UT Chem/Biochem Dept

The 2001-2002 Beckman Scholars: Nicholas Ryan Conley, PhD Faculty Mentor: Professor C. Grant Willson Length of term: Summer 01, Fall 01, Spring 02, Summer 02. Honors & Awards:University Honors (Fall 98, Fall 99, Spr 00, Fall 01, Spr 02); Deans Scholars Program (Fall 02 ­ present); Junior Fellows Program (Spr 2001 ­ present); Undergraduate Research Fellowship (2001, 2002, 2003); University Co-Op/George H. Mitchell Award (2002); Dorothy B. Banks Charitable Trust Scholarship (2002); Phi Beta Kappa; ACS Outstanding Senior Award (2003); Chemistry and Biochemistry Authors' Scholarship (2003); Linus Pauling Award (2004); NSF Graduate Research Fellowship (2004); G. J. Lieberman Fellowship (2007); Stanford Molecular Imaging Scholars Fellowship (2009-12); Cardiovascular Institute Younger Fellowship (2010-12) Publications: Conley, N. R. et al Angew. Chem. Int. Ed. 2012, 51, 1-5. Pearson, D. M. et al Adv. Synth. Catal. 2011, 353, 3007-3013. Jiang, Y. et al. Proc. Natl. Acad. Sci. 2011, 108, 16962-16967. Pearson, D. M. et al. Organometallics 2011, 30, 1445-1453. Thompson, M. A. et al. Method Enzymol. 2010, 475, 27-59. Lord, S.J. et al J. Phys. Chem. B. 2010, 114, 14157-14167. Conley, N. R.; Lagowski, J. J. Carbon 2002, 40(6), 949-953.; Conley, N. R.; Lagowski, J. J. Synth. React. Inorg. Met.-Org. Chem. 2003, 33(10), 1741-1745.; Conley, N. R.; Lagowski, J. J. Inorg. Chem. Comm. 2004, 7(7), 932-934.; Conley, N. R.; Hung, R. J., Willson, C. G. J. Org. Chem. 2005, 70(11), 4553-4555.; Sundaramurthy, A.; Schuck, P. J.; Conley, N. R.; Fromm, D.; Kino, G.; Moerner, W. E. Submitted to Nature Materials. Where is he now? Graduated with Bachelor of Science in Chemistry with High Honors, and Special Departmental Honors, December 2003. Nick finished graduate school at Stanford University in the department of chemistry, and also completed a postdoc position at Stanford. Nick works as a biotech entrepreneur in the Bay Area CA. How can I contact him? nrconley at stanford.edu Beckman research project in the Willson group: Nonlinear optics: Designing new materials

Introduction

The field of nonlinear optics (NLO) is based on the study of effects and phenomena related to the interaction of intense coherent light radiation with matter. Under such conditions, materials react nonlinearly to the electric field of light incident upon them, resulting in the production of new frequencies of light. In second-harmonic generation, light of angular frequency w is converted to light of angular frequency 2w. Materials with high second-order nonlinear optical coefficients serve as catalysts for this process, possessing vast potential for use in a variety of photonic systems, such as high speed optical modulators, ultrafast optical switches, and high density optical data storage media.
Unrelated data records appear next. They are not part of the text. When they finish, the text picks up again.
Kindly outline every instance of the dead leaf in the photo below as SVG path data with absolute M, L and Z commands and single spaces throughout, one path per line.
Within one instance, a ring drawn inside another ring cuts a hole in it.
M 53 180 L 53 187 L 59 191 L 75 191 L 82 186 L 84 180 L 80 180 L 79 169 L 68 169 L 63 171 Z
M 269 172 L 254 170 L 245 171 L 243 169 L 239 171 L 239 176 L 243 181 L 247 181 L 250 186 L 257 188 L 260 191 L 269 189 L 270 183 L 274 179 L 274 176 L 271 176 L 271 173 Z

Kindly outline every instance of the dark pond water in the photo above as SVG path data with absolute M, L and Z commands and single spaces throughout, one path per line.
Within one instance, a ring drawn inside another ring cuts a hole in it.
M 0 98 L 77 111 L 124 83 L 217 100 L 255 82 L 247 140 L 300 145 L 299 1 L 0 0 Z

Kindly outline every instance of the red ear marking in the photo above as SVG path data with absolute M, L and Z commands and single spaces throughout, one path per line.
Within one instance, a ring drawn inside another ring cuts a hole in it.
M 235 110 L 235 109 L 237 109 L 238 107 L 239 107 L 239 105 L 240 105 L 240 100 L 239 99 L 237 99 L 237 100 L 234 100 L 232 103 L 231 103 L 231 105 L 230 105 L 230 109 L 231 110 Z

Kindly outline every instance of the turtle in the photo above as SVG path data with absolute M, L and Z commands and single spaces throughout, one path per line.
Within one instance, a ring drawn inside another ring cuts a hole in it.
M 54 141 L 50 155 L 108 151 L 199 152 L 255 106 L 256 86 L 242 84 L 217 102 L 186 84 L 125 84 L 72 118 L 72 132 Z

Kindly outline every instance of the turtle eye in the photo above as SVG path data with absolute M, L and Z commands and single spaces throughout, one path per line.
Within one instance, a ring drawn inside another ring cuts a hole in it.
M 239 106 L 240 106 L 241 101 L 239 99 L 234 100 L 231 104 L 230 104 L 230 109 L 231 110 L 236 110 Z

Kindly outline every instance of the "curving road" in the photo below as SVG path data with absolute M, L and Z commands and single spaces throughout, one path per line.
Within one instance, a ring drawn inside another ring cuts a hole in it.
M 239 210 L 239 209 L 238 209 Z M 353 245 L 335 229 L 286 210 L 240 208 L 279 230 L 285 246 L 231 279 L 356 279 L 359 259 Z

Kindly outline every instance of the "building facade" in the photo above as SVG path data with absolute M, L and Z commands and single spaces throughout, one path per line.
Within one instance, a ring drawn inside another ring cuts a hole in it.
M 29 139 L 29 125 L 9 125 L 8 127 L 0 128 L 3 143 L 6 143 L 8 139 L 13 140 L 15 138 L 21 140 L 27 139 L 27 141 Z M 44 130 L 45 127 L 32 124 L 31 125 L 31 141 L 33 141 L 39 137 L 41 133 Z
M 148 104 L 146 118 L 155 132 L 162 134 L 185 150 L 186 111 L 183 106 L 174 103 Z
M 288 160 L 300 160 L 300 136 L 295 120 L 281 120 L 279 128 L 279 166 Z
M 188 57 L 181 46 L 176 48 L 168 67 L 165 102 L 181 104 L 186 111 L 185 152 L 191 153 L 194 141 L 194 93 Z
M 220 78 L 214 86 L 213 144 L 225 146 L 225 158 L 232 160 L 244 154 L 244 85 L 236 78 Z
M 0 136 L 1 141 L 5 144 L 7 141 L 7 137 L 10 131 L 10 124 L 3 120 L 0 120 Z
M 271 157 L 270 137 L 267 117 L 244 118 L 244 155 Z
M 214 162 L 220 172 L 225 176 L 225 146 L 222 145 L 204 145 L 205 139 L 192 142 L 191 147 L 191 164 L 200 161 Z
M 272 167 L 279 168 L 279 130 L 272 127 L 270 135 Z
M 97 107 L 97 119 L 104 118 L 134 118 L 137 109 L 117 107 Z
Although inorganic materials are most commonly used for NLO applications, organic polymers have the potential to surpass the performance of current inorganic materials due to their high electro-optic coefficients, fast response time, lower dielectric constants, and flexibility of fabrication methods. Poled organic polymers capable of efficient second-harmonic generation have been reported and have several structural features in common: they are non-centrosymmetric, have an extended pi system, and contain both electron-donor and electron-acceptor groups. Unfortunately, most polymers exhibit temporal instability at high temperatures, eventually undergoing dipole reorientation. The design and synthesis of thermally stable, organic NLO polymers is therefore a worthy goal.

Experimental

The reaction scheme is shown below:

Results and Discussion

As of this writing, we have isolated and characterized all intermediates leading up to and including VI. Substantial literature precedent exists for the polymerization of VI, and therefore, my research project should culminate in the synthesis of VII shortly.

It is interesting to note that in the course of this work, we discovered that a structure previously reported in the literature to be N-aminomaleimide VIII was actually aminoisomaleimide IX.

Conclusion

We have determined that the structures previously reported to be N-aminomaleimides are actually aminoisomaleimides and we have developed the first general preparation of authentic N-aminomaleimides by the condensation of the maleic anhydride/cyclopentadiene adduct I or the maleic anhydride/furan adduct X with a hydrazine derivative. If the latter is chosen, the retro Diels-Alder reaction can be effected with heating to afford compounds similar to VIII. These routes enable the preparation of valuable, yet previously unobtainable intermediates in the synthetic route to the key monomers that will be used to prepare new, thermally stable polymers with high second order nonlinear optical coefficients.